# uf-b, nm-b or wires-thru-conduit?



## crazy electrician (Apr 30, 2011)

Thhn is rated 90 degrees Celsius.


----------



## Dennis Alwon (May 9, 2009)

John welcome to the forum and I hope you get to learn a few things. 

First off, I feel a bit puzzled as to whether we can help you or not. You obviously are an electrician but there are rules we must be careful with. This being your own home I am assuming you are allowed to do the work yourself. Is this correct and are you permitting the work or not.


----------



## John_europe (Aug 17, 2011)

@Dennis: Thanks for the welcome! 

This being my own home I am allowed to do the work myself. I am no competitor of yours, I am a tourist who is not allowed to do business work in the US, so I only limit myself to my private home, also because electricians work in Europe seems to be paying substantially better than here in the US (sorry guys!).

@crazy: Thanks for that one, I assumed it was Fahrenheit, but somehow you guys switch to metric when you least expect it  ; it also explains why all the other (NM-B) wiring in my attic hasn't burned out yet  .


----------



## Dennis Alwon (May 9, 2009)

A pool heater is not difficult.

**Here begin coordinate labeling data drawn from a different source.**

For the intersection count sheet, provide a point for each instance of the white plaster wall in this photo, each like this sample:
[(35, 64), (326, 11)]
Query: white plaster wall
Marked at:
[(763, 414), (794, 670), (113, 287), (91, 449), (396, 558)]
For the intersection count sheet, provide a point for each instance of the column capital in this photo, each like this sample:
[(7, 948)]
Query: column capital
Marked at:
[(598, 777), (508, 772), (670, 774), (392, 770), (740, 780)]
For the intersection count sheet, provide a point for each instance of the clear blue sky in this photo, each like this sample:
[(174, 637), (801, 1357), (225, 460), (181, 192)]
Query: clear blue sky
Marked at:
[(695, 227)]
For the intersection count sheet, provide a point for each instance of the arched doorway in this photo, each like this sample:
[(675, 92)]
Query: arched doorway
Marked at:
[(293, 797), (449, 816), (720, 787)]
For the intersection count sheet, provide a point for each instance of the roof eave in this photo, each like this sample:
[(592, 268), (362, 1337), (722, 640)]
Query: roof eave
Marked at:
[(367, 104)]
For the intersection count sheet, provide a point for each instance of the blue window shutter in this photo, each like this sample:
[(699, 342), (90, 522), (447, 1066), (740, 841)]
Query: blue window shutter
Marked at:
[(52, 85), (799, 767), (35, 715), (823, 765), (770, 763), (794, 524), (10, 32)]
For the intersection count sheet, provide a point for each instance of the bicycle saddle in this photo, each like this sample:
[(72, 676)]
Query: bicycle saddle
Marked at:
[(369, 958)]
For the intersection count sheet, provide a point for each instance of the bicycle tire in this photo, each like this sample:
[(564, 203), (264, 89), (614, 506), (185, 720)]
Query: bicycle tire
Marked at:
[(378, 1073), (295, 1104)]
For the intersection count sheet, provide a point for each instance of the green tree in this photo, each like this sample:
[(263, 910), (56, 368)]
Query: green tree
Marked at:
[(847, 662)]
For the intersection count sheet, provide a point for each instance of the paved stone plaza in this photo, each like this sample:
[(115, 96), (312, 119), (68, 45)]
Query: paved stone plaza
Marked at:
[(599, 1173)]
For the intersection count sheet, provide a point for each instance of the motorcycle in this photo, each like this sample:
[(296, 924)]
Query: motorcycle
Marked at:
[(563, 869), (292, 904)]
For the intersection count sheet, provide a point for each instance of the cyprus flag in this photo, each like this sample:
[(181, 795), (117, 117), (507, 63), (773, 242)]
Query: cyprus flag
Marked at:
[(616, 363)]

NM cable would be the cheapest method. NM cannot be sleeved in conduit on the exterior so if the disconnect is mounted so that you enter it from the back then you are good otherwise you need to switch to UF or other approved wiring method. Wires marked with a "W" are rated wet location.

Make sure you extend the equipotential bond from the pool to the metal casing of the heater.


----------



## Hippie (May 12, 2011)

John_europe said:


> electricians work in Europe seems to be paying substantially better than here in the US (sorry guys!).


Well I guess so! I don't know any electricians with a vacation home in Europe!


----------



## John_europe (Aug 17, 2011)

Hippie said:


> Well I guess so! I don't know any electricians with a vacation home in Europe!


I know what you mean; but at this moment we have this difficult choice in Europe: either send our savings and pensions to Greece and Italy, or spend it. 

With current currency rates US is the place to spend for us ... I'm just going to have my vacations in my 401K :thumbup:


============================================================
It's the amps that hurt, not the volts!


----------